Und bevor Else auch nur ein Wort sagen kann, reißen ihr die Schwestern die Kleider vom Leib und stecken sie ins Bett, das sie ab sofort nur noch mit der Erlaubnis des Professors verlassen darf.

Zunächst glaubt Else noch an ein Missverständnis und appelliert an die Vernunft des Professors, aber schon bald mehren sich die Zeichen, dass dieser etwas ganz anderes im Sinn hat als ihr Wohlergehen. Mit ihrer Widerspenstigkeit hat Else Hieronimus gegen sich aufgebracht. Eine Frau hat sich schließlich klaglos in ihr Schicksal zu fügen und sollte immer bestrebt sein, ihm, dem Manne zu gefallen. Aber das wird er ihr schon noch beibringen, immerhin hat er die Macht zu entscheiden, wer geisteskrank ist und wer nicht.

Für Else beginnt ein monatelanger Kampf um die Anerkennung ihrer geistigen Gesundheit, die dabei fast auf der Strecke bleibt.

Amalie Skram hat »Professor Hieronimus« 1895 geschrieben. Damals während des Modernen Durchbruchs wurden die Geschlechterrollen in Dänemark und Norwegen heftig diskutiert, nachdem Georg Brandes John Stuart Mills Essay »The Subjection of Women« auf dänisch veröffentlicht hatte.
Umso erschreckender ist die Zeitlosigkeit dieses Romans. Die Mittel und Mechanismen, die Professor Hieronimus anwendet, um Else zu brechen, werden nach wie vor variantenreich dazu benutzt, alte Rollenbilder zu zementieren und Frauen in ihrer Selbstbestimmtheit einzuschränken.

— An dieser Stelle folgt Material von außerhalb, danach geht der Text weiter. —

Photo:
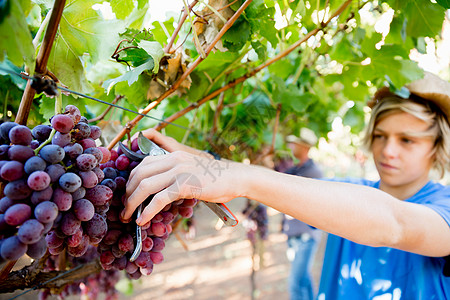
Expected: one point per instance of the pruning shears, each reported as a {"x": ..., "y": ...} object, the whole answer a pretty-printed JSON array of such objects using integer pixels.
[{"x": 148, "y": 147}]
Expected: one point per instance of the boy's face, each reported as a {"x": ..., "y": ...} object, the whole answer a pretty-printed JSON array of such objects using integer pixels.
[{"x": 402, "y": 158}]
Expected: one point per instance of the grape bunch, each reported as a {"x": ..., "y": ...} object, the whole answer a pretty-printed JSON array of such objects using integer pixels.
[
  {"x": 88, "y": 288},
  {"x": 120, "y": 240},
  {"x": 256, "y": 222},
  {"x": 50, "y": 176}
]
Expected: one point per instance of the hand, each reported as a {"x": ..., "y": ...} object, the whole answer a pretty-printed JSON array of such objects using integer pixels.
[
  {"x": 179, "y": 175},
  {"x": 165, "y": 142}
]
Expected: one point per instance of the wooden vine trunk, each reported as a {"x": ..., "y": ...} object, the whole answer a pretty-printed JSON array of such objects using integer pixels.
[{"x": 32, "y": 277}]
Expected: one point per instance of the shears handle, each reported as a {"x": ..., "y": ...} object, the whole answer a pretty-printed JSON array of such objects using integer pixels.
[{"x": 223, "y": 212}]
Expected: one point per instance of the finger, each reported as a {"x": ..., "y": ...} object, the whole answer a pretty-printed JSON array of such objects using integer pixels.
[
  {"x": 159, "y": 201},
  {"x": 146, "y": 187},
  {"x": 150, "y": 166}
]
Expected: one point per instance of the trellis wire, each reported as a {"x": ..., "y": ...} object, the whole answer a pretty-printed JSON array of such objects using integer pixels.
[
  {"x": 11, "y": 72},
  {"x": 44, "y": 283}
]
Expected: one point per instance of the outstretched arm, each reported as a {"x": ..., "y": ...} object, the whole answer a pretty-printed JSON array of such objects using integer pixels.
[{"x": 362, "y": 214}]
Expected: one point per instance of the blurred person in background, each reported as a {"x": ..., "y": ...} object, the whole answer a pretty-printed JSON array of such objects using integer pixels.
[
  {"x": 387, "y": 239},
  {"x": 302, "y": 239}
]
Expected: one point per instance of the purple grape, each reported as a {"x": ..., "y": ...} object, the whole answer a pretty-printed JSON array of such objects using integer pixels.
[
  {"x": 20, "y": 153},
  {"x": 136, "y": 275},
  {"x": 79, "y": 193},
  {"x": 99, "y": 173},
  {"x": 110, "y": 172},
  {"x": 106, "y": 154},
  {"x": 17, "y": 214},
  {"x": 83, "y": 209},
  {"x": 52, "y": 153},
  {"x": 12, "y": 248},
  {"x": 158, "y": 244},
  {"x": 57, "y": 250},
  {"x": 81, "y": 249},
  {"x": 55, "y": 172},
  {"x": 41, "y": 196},
  {"x": 5, "y": 128},
  {"x": 86, "y": 162},
  {"x": 30, "y": 231},
  {"x": 20, "y": 135},
  {"x": 87, "y": 143},
  {"x": 17, "y": 190},
  {"x": 121, "y": 183},
  {"x": 96, "y": 152},
  {"x": 62, "y": 199},
  {"x": 112, "y": 236},
  {"x": 38, "y": 249},
  {"x": 70, "y": 182},
  {"x": 38, "y": 180},
  {"x": 12, "y": 170},
  {"x": 34, "y": 144},
  {"x": 126, "y": 243},
  {"x": 41, "y": 132},
  {"x": 120, "y": 263},
  {"x": 147, "y": 244},
  {"x": 5, "y": 203},
  {"x": 134, "y": 145},
  {"x": 52, "y": 239},
  {"x": 70, "y": 224},
  {"x": 73, "y": 150},
  {"x": 75, "y": 239},
  {"x": 81, "y": 131},
  {"x": 109, "y": 183},
  {"x": 73, "y": 112},
  {"x": 96, "y": 227},
  {"x": 142, "y": 259},
  {"x": 156, "y": 257},
  {"x": 99, "y": 195},
  {"x": 4, "y": 152},
  {"x": 122, "y": 162},
  {"x": 46, "y": 212},
  {"x": 61, "y": 139},
  {"x": 107, "y": 257},
  {"x": 34, "y": 163},
  {"x": 89, "y": 179},
  {"x": 62, "y": 123},
  {"x": 96, "y": 132},
  {"x": 159, "y": 229}
]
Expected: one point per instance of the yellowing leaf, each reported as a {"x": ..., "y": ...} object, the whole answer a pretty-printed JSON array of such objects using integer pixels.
[{"x": 153, "y": 49}]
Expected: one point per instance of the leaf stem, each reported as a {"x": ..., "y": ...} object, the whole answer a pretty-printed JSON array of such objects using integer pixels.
[{"x": 214, "y": 11}]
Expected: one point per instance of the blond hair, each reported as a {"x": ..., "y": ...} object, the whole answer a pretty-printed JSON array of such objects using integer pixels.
[{"x": 438, "y": 128}]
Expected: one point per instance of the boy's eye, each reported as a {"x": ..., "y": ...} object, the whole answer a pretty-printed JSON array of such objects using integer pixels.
[{"x": 407, "y": 141}]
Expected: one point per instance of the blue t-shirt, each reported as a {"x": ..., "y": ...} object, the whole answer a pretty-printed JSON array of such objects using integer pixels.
[{"x": 355, "y": 271}]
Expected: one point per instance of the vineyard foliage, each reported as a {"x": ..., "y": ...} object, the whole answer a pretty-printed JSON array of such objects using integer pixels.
[{"x": 124, "y": 53}]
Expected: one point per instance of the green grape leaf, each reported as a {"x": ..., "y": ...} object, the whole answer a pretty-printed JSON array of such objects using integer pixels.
[
  {"x": 136, "y": 93},
  {"x": 130, "y": 76},
  {"x": 122, "y": 8},
  {"x": 135, "y": 56},
  {"x": 424, "y": 18},
  {"x": 444, "y": 3},
  {"x": 155, "y": 50},
  {"x": 15, "y": 38},
  {"x": 236, "y": 37},
  {"x": 260, "y": 50},
  {"x": 159, "y": 32}
]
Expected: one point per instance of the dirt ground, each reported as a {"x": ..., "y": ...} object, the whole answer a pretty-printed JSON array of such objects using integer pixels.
[{"x": 217, "y": 265}]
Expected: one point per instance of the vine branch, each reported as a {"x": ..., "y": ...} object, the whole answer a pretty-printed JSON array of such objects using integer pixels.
[
  {"x": 41, "y": 61},
  {"x": 175, "y": 86},
  {"x": 253, "y": 72},
  {"x": 31, "y": 277}
]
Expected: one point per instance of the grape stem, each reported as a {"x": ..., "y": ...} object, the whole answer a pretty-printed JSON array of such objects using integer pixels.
[{"x": 52, "y": 133}]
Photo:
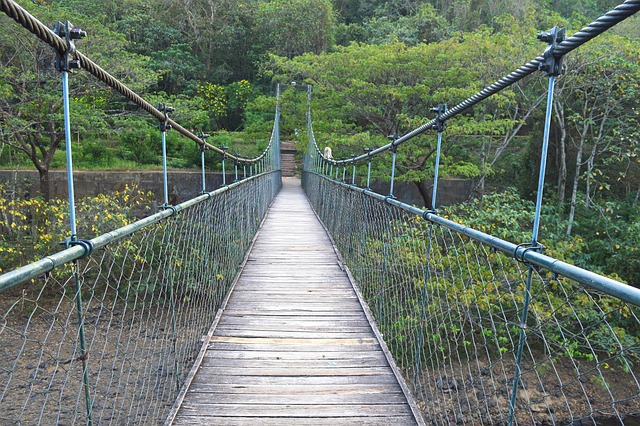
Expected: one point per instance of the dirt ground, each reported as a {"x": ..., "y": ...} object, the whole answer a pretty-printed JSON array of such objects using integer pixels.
[{"x": 134, "y": 367}]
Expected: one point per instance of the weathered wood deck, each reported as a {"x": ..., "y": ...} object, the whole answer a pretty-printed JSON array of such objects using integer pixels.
[{"x": 294, "y": 345}]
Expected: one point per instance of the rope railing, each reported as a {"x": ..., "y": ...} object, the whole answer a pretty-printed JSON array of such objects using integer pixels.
[
  {"x": 449, "y": 299},
  {"x": 40, "y": 30},
  {"x": 487, "y": 331},
  {"x": 597, "y": 27},
  {"x": 107, "y": 330},
  {"x": 150, "y": 292}
]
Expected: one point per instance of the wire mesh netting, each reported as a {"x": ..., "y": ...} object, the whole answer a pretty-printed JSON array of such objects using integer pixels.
[
  {"x": 148, "y": 301},
  {"x": 450, "y": 308}
]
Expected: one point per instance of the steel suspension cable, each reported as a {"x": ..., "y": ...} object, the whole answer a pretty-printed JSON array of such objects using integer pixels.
[
  {"x": 44, "y": 33},
  {"x": 599, "y": 26}
]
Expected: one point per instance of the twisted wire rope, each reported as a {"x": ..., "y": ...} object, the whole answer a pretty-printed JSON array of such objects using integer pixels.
[
  {"x": 454, "y": 333},
  {"x": 29, "y": 22},
  {"x": 597, "y": 27}
]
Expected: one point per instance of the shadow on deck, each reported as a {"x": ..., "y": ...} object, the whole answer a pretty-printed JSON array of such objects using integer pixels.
[{"x": 294, "y": 344}]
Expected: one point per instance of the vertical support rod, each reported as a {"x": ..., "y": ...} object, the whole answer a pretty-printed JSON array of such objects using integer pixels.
[
  {"x": 224, "y": 173},
  {"x": 165, "y": 184},
  {"x": 394, "y": 149},
  {"x": 204, "y": 182},
  {"x": 67, "y": 137},
  {"x": 534, "y": 242},
  {"x": 74, "y": 237},
  {"x": 435, "y": 173},
  {"x": 353, "y": 175},
  {"x": 423, "y": 297}
]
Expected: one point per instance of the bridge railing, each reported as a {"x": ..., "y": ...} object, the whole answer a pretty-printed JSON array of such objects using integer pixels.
[
  {"x": 486, "y": 331},
  {"x": 448, "y": 301},
  {"x": 149, "y": 292},
  {"x": 107, "y": 330}
]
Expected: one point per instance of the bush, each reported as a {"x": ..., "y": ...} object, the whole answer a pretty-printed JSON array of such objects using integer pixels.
[{"x": 32, "y": 228}]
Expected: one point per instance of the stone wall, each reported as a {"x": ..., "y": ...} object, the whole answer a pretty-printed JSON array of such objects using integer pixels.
[{"x": 184, "y": 185}]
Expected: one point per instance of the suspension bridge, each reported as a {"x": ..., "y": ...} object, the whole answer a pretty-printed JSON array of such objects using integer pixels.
[{"x": 259, "y": 303}]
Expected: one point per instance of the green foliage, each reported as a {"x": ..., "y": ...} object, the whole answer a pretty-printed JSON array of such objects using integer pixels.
[
  {"x": 33, "y": 228},
  {"x": 293, "y": 27},
  {"x": 226, "y": 104}
]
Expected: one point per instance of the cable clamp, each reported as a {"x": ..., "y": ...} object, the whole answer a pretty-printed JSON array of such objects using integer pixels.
[
  {"x": 428, "y": 212},
  {"x": 87, "y": 245},
  {"x": 174, "y": 211},
  {"x": 537, "y": 247},
  {"x": 165, "y": 110},
  {"x": 440, "y": 124},
  {"x": 552, "y": 63},
  {"x": 66, "y": 31}
]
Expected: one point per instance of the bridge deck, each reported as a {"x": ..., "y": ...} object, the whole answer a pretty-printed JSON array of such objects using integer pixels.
[{"x": 294, "y": 345}]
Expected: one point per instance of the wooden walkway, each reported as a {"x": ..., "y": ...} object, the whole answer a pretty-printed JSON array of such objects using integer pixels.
[{"x": 294, "y": 346}]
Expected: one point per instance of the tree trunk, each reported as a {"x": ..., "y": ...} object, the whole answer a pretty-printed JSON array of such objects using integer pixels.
[
  {"x": 425, "y": 192},
  {"x": 562, "y": 154},
  {"x": 45, "y": 189},
  {"x": 574, "y": 190}
]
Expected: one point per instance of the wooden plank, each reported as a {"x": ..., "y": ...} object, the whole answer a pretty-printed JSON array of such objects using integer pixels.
[
  {"x": 277, "y": 332},
  {"x": 320, "y": 410},
  {"x": 287, "y": 371},
  {"x": 381, "y": 398},
  {"x": 293, "y": 341},
  {"x": 297, "y": 380},
  {"x": 306, "y": 389},
  {"x": 294, "y": 345},
  {"x": 294, "y": 421},
  {"x": 213, "y": 361}
]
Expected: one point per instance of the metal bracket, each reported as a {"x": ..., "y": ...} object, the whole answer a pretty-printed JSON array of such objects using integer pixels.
[
  {"x": 87, "y": 245},
  {"x": 204, "y": 137},
  {"x": 165, "y": 110},
  {"x": 428, "y": 212},
  {"x": 537, "y": 247},
  {"x": 552, "y": 64},
  {"x": 440, "y": 125},
  {"x": 66, "y": 31},
  {"x": 173, "y": 209}
]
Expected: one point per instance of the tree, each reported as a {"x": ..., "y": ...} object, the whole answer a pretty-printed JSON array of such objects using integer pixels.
[
  {"x": 31, "y": 109},
  {"x": 595, "y": 109},
  {"x": 375, "y": 90},
  {"x": 293, "y": 27}
]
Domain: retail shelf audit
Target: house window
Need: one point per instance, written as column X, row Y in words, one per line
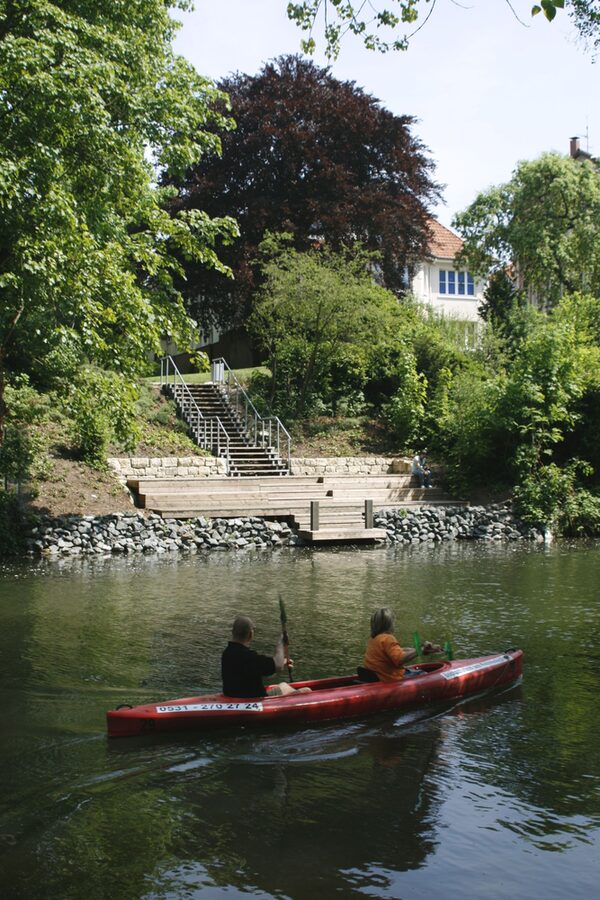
column 457, row 283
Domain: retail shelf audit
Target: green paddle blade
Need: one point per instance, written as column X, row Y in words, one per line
column 282, row 612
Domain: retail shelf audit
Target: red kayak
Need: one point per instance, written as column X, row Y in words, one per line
column 329, row 698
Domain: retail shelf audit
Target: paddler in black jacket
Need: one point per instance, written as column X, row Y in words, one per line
column 243, row 669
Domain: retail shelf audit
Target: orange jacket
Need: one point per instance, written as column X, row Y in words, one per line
column 384, row 656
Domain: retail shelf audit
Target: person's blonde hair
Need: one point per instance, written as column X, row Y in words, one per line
column 381, row 621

Das Buch ermutigt aber auch, nämlich seinen Instinkten zu vertrauen und selbstbewusst zu seiner Meinung zu stehen. Eigensinn und Sturheit sind hier eindeutig positiv besetzt. Für Else sind diese Eigenschaften letztendlich überlebenswichtig.
Die lebendige und so gar nicht angestaubte Sprache trägt dank der Übersetzerin Christel Hildebrandt dazu bei, dass der Roman frisch und eingängig zu lesen ist. Mehr über die bei uns leider kaum bekannte Autorin und ihr bewegtes Leben erfährt man in dem erhellenden Nachwort von Gabriele Haefs.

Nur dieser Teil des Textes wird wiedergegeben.